Eggs, Caviar and Yogurt

August 31, 2010

I know, it is an odd combination, yet somehow all three of those ingredients came together recently.

The boys were both diagnosed with dairy allergies a few years back, and after Jacob also turned up allergic to soy, I figured our days of eating yogurt were limited (which was a shame since that was where so many of our “extras”;ground almonds, flax seeds, probiotics, etc. were eaten).

Then coconut yogurt was introduced. Oh the joys and heartache of coconut yogurt. A joy because we finally had yogurt back in our lives, a heartache because of the staggering $2 for a 4 oz container.

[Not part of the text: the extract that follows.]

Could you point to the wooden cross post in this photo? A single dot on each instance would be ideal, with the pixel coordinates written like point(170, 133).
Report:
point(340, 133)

After a lot of research, I finally have found a recipe that makes sense, is economical, and that we enjoy for making coconut yogurt at home. And last night I was gifted with the special “this is the best yogurt I ever tasted mama!” from my Elwood. It takes a full 29 hours to ferment, and a crazy precision to make sure that it turns out the way that it should (coconut milk does not contain the sugars of regular milk that are needed to ferment properly), but it is worth it in the end. As fast as the boys put this batch away, I am going to be keeping a very continuous cycle of yogurt going on the counter top in the years ahead.

Although we ate dessert before dinner, it was still a worthy meal to share. 

A few years back, my girlfriend Missy held a potluck in which her brother Travis cooked the most delicious lentil pasta I have ever tasted, and I made sure to snag the name of the recipe book it came from. Of course it was only a short while later that we found out that Jacob had celiac, and those recipes were put away for a later time.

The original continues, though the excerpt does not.